It was a melancholy experience the day my wife and I at last junked our first daughter’s first stroller. It had negotiated the potholes of New York City, the tectonically fractured sidewalks of Mexico City, and the tooth-rattling cobblestones of Marbella, Spain. So when we at last rolled it to the trash pick-up spot in the basement of our apartment building, one of us said, “Farewell Aquarius, and we thank you.”

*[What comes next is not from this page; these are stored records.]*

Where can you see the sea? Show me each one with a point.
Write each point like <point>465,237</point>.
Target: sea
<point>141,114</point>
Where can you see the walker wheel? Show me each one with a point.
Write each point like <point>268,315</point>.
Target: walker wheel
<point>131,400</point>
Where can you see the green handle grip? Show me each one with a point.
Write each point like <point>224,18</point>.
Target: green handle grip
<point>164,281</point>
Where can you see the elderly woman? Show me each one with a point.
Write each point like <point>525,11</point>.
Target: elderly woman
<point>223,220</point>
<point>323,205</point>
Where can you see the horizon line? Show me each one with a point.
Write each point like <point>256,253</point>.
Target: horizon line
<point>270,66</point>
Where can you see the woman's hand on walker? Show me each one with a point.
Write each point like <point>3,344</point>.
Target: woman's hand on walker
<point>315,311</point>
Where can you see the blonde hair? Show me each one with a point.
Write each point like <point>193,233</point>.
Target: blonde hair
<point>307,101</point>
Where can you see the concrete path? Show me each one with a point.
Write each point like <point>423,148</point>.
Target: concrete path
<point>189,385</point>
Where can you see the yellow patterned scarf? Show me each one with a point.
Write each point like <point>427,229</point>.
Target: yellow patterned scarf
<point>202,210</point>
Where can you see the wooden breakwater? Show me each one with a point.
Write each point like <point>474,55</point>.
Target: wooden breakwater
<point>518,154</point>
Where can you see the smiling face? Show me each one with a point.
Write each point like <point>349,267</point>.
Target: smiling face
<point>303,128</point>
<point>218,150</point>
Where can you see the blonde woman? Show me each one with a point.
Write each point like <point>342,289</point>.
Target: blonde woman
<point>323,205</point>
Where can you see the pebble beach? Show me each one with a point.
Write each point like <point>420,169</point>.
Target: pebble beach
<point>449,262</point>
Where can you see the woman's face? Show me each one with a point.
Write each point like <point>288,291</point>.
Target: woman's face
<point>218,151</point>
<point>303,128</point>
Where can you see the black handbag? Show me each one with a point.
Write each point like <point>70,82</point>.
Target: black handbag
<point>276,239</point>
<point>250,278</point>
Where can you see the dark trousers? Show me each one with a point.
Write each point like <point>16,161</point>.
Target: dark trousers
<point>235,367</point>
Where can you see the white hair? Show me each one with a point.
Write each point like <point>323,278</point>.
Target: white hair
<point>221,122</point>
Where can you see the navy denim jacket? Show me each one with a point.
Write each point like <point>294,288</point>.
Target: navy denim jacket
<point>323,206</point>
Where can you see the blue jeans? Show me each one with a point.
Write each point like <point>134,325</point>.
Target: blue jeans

Those, of course, were the words spoken by the Apollo 13 crew in 1970 when they jettisoned the lunar module that had served as their lifeboat on the way back to Earth after an explosion crippled their command module. Admittedly, my wife and I had gotten carried away with our invocation of those famously elegiac words for so humble a thing as a stroller. But in both cases, those words said something about the love that human beings come to feel for inanimate machines that will never be able to love them in return.

The same sweet sentiments, the same respectful encomia, are being voiced today with the announcement that NASA has at last shut down the operations of its venerable Opportunity rover. The golf cart-sized robot landed on Mars in 2004, plugged along for 15 years (exceeding its minimum 90-day life expectancy 60-fold) and, in its long and productive life, traveled across more than 28 miles of the Martian landscape, returned more than 217,000 images and established the now-accepted scientific truth that Mars was once a watery planet like Earth, shot through with rivers and sloshing with seas and oceans. Water, of course, is the sine qua non for life as we know it.

Like so many spacecraft, Opportunity was unapologetically anthropomorphized throughout its life. On the evening of Feb. 12, several months after NASA lost contact with the rover, science reporter Jacob Margolis of KPCC in Southern California poignantly tweeted that its final transmission was the digital equivalent of “My battery is low and it’s getting dark.”